Great; I am very happy that you found my patch to be useful. I'm glad
that you decided to start from scratch, too, since as I recall there
were some unresolved test issues that I punted on in case you decided to
abandon the topic altogether.

> This combined API is beneficial to reduce duplicated logic. Or rather, to
> ensure that similar file formats have similar protections against bad data.
> The multi-pack-index code did not have as many guards as the commit-graph
> code did, but now they both share a common base that checks for things like
> duplicate chunks or offsets outside the size of the file.

Definitely good.

> Here are some stats for the end-to-end change:
>
>  * 638 insertions(+), 456 deletions(-).
>  * commit-graph.c: 171 insertions(+), 192 deletions(-)
>  * midx.c: 196 insertions(+), 260 deletions(-)
>
> While there is an overall increase to the code size, the consumers do get a
> bit smaller. Boilerplate things like abstracting method to match
> chunk_write_fn and chunk_read_fn make up a lot of these insertions. The
> "interesting" code gets a lot smaller and cleaner.

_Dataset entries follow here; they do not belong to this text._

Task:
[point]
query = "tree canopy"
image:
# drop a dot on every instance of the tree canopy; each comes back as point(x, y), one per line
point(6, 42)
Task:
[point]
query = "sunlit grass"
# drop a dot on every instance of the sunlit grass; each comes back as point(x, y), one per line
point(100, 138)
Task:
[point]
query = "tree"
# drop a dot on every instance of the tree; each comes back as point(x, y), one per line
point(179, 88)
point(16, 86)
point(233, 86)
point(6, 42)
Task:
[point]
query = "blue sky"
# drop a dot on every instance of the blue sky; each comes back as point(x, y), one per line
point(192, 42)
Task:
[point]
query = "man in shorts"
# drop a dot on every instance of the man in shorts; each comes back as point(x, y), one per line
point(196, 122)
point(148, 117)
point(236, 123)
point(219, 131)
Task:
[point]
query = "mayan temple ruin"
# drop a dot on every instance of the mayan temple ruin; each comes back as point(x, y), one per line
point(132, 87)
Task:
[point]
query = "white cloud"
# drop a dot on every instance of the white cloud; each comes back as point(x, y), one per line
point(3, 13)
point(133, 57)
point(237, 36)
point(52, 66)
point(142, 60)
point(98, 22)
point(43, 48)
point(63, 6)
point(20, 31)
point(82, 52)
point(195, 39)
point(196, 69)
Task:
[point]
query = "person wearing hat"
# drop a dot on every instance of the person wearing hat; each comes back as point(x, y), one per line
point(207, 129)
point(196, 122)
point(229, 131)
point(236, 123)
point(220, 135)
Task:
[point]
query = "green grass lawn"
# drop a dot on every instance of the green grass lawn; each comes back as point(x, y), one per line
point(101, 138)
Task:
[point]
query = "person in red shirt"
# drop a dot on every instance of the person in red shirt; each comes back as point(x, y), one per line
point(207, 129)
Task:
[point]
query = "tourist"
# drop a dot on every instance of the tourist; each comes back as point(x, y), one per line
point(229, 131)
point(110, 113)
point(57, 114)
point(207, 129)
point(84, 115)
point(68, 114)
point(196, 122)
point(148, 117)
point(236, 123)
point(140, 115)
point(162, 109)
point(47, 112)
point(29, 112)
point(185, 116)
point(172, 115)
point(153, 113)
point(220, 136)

Like I said in [1], I don't think a net +182 line diff is reason alone
not to pursue this topic. I don't think that an chunked index v3 will
come as part of my work on the on-disk revindex format, but I do think
that it's something brian may be interested in. So, I'm feeling rather
certain that we'll eventually have new callers, at which point this will
reduce duplication overall.

[1]: https://lore.kernel.org/git/X8%2FK1dUgUmwp8ZOv@nand.local/

Thanks,
Taylor